Polyester ist ein Überbegriff für synthetische Kunststoffe, die in unterschiedlichen Bereichen eingesetzt werden können. Die Basis für Polyester ist das thermoplastische Polyethylenterephthalat (PET), aus dem zum Beispiel auch Plastikflaschen bestehen. Aber auch bei Bekleidung und Einrichtungsgegenständen wird es eingesetzt.

Erdöl und Kohle im Kleiderschrank

Polyester besteht aus Kunststoff, der wiederum aus fossilen Energieträgern gewonnen wird. Bisher wurde hauptsächlich Erdöl verwendet. In China wird neuerdings aber auch die weitaus mehr luftverschmutzende Kohle eingesetzt. Die wasser- und energieintensive Herstellung von Polyester erfolgt aus Polyestergranulat, welches mit dem Schmelzspinnverfahren zu Fasern verarbeitet wird. Das Granulat wird bei 280 Grad geschmolzen und kommt danach in eine Spinndüse. Anschließend wird die gesponnene Faser abgekühlt und verfestigt sich somit. 

Ökologisch etwas besser schneidet Recyclingpolyester ab, es braucht rund die Hälfte weniger Energie in der Herstellung und kann sogar erneut recycelt werden. 

Eigenschaften des Multitalents

Polyester ist ein sehr wandlungsfähiges Material, welches vor allem mit seiner Reißfestigkeit und Formstabilität punktet.

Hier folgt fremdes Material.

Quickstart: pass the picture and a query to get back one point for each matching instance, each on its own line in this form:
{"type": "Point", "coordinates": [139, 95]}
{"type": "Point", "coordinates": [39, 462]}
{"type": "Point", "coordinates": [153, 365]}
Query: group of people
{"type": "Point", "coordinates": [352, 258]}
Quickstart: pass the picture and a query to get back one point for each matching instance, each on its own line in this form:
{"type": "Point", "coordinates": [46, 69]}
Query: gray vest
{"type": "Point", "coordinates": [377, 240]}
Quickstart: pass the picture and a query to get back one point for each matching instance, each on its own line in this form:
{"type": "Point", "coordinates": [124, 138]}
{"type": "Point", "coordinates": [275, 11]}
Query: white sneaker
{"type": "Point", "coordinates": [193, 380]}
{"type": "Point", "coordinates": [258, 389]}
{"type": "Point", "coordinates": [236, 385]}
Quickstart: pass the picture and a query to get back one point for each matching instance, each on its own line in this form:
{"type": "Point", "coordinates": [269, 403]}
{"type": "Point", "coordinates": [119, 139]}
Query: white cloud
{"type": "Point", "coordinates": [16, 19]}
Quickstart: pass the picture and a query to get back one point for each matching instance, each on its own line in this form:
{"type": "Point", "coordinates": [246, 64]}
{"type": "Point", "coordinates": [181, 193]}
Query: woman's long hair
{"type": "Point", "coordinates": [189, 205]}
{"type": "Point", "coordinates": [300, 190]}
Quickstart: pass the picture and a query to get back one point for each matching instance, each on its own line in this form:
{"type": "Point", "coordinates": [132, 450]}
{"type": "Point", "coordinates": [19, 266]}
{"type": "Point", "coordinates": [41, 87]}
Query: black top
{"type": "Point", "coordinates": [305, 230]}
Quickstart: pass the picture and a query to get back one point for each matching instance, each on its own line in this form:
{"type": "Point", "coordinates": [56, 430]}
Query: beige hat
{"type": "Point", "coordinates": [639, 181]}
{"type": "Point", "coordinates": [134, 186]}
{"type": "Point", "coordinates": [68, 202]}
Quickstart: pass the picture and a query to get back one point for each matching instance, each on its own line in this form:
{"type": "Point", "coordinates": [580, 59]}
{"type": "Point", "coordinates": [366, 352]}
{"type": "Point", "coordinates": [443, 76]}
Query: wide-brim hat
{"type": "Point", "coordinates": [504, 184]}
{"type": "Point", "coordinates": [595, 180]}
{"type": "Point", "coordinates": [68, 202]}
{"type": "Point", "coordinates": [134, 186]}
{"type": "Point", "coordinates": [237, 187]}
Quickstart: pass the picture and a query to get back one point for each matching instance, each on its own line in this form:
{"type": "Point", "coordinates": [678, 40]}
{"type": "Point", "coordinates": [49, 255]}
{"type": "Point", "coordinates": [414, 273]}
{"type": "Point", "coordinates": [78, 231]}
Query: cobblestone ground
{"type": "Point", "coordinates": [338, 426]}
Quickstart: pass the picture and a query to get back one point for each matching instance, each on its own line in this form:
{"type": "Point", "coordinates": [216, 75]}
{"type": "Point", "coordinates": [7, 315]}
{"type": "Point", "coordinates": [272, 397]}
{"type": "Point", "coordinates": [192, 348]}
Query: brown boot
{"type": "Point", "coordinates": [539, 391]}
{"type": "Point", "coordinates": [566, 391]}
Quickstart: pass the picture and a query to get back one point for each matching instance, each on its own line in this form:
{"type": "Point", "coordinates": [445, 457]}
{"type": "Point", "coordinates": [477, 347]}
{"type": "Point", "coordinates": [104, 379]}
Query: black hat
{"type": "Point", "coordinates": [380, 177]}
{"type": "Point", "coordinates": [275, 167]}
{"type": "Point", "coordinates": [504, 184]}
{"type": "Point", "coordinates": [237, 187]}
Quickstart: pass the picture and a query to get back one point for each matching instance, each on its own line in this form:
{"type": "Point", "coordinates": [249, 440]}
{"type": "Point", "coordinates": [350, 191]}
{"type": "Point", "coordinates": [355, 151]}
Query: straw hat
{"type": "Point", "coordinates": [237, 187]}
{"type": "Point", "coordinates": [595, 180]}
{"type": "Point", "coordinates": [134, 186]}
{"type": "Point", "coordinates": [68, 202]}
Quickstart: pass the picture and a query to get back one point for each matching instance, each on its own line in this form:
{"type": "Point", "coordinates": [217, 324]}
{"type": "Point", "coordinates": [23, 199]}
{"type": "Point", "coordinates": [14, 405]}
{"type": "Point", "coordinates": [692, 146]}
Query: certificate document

Durch die feinen Fasern und kleinen Poren ist es abweisend gegenüber Wasser sowie Schmutz und wird deshalb oft für Outdoor-Bekleidung verwendet. Da es außerdem Wärme einschließt, also isolierend wirkt, findet man es auch im Innenfutter von Winterbekleidung. Polyester kann auch mit Naturfasern wie zum Beispiel Baumwolle oder Wolle zu einem stabilen Gewebe verbunden werden. 

Plastik aus dem Kleiderschrank auf den Teller

Kunstfasern feuern die Mikroplastikproblematik an: Textilien sind für rund ein Drittel des Mikroplastiks im Meer verantwortlich, denn beim Waschen wird Mikroplastik freigesetzt. Dieses landet dann in Gewässern, in der Nahrung von Fischen und somit auch auf unseren Tellern. Kläranlagen können die kleinen Fasern nicht herausfiltern, weshalb es im Umlauf verbleibt und sogar schon in Leitungswasser und Meersalz nachgewiesen wurde.

Reizender Stoff

Allerdings hat Polyester auch einige Nachteile, es lädt sich elektrostatisch auf, kann die Haut reizen und ist bei Hitze unangenehm zu tragen. Wer ein gutes Gefühl auf der Haut schätzt, wird mit Kunstfasern wohl nicht glücklich werden, Menschen mit empfindlicher Haut sollten Polyester meiden. Polyester kann Flüssigkeit nicht aufsaugen, der Schweiß bleibt auf der Haut, es bildet sich unangenehmer Geruch. Auch die Poren können sich verstopfen und die Haut kann gereizt werden.